Geographic change played a role in my life and exercise as well. When our family moved from the Midwest to Colorado, we became aware of the possibilities offered by the mountains. Skiing and hiking in the mountains became avid interests. In addition, rock, ice, and snow climbing were incorporated into my exercise plan. You are not locked into weightlifting and running on a treadmill if you can take a mountain trail or climb and pull yourself up a wall of rock. If one modifies one’s lifestyle, the exercise program should change along with it. That is particularly true as we age.

 

A few years later, as knee and back pain began to recur after ski runs, skiing reluctantly was set aside. In a similar way, as upper body strength began to wane in later years, climbing also was set aside. The decision was easy, one can hike in the mountains and walk in the city for a lifetime unless damaged joints and muscles prevent it.

 

During those years, in a period of significant stress, I began to look for something that would provide both mental health (stress relief) and physical fitness and settled on martial arts. I began with Taekwondo and later moved to Karate. These require mental focus, self-control, and awareness, along with physical strength and flexibility. I began at about age 46 and continued for 20 years. At age 66 I won a karate tournament against a much younger opponent and decided it was a good time to stop. The repetitive arm movements and falls were beginning to bring muscle and joint pain and I suspected that I would not be able to beat younger opponents much longer anyway. Nothing I have done has provided the mental health, physical fitness, and sheer enjoyment of mind-body coordination as martial arts.

 

Now I am walking, working with light weights, resistance bands, and body weight. These continue to do well for me, and I emerged from the two-year COVID hibernation in better physical condition than when I went into it.

 

It now is about 55 years since I ran down that road in the army thinking about how to maintain realistic physical fitness for the rest of my life. This variable and adaptable approach to mental and physical fitness has served me well. The program has included walking, jogging, racquet sports, weight training, skiing, climbing, hiking, and martial arts. The concept of avoiding injury has been important and I still use the joints that came with the package.

 

There are a few conclusions from these observations and experiences that are useful as we think about what to do at 70. If fitness is something that one must perform each day, it will not happen.

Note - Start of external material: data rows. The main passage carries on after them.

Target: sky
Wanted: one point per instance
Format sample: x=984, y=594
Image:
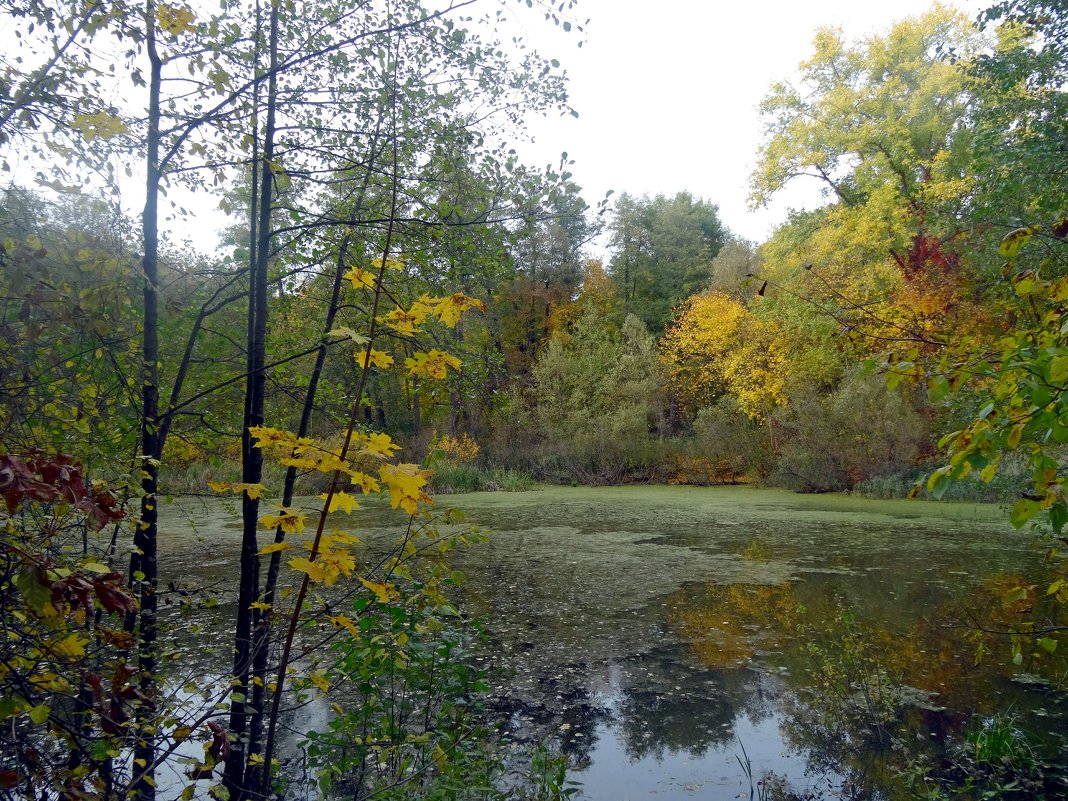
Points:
x=668, y=93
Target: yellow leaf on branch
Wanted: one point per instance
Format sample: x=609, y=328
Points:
x=341, y=501
x=432, y=364
x=406, y=484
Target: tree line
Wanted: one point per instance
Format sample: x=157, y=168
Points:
x=395, y=275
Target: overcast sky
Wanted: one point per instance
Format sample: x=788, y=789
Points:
x=668, y=93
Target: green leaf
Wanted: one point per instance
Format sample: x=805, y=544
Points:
x=1012, y=241
x=938, y=483
x=1023, y=511
x=938, y=388
x=1058, y=368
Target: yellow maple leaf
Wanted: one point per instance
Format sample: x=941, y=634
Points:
x=401, y=322
x=433, y=364
x=335, y=562
x=406, y=484
x=300, y=462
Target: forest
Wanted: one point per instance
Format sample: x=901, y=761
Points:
x=398, y=305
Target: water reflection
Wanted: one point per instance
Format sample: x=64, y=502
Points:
x=655, y=632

If it occurs as a normal and enjoyable part of one’s day, then it will be painless and profitable. It is not necessary to buy a new exercise outfit with violent colors or eat something trendy that arrives in the mail each week. Make your exercise plans a part of your mental health, not an add on. If you like the Swedish method of early morning quiet contemplation of nature, you can sit outside with coffee or, since you have more energy in the morning, make that the time you walk and combine the mental and physical benefits. If you enjoy the social benefit of spending time with others, then use the gym and combine the social interaction with your physical strengthening. However, remember that time given only to talking does not count as exercise time…even though it may count as mental health time.

 

Your exercise plan should use all muscle groups over the course of a week and include walking (aerobic work), light weight training (muscle strength and definition), flexibility, and adequate rest. It may require a gym, if only for the social benefits, or a dance studio – I think dancers have the best mental and physical fitness program possible, with martial arts a close second – or a collection of resistance bands in a downstairs room, or an exercise routine done in front of the TV. What you do is less important than the fact that you do it.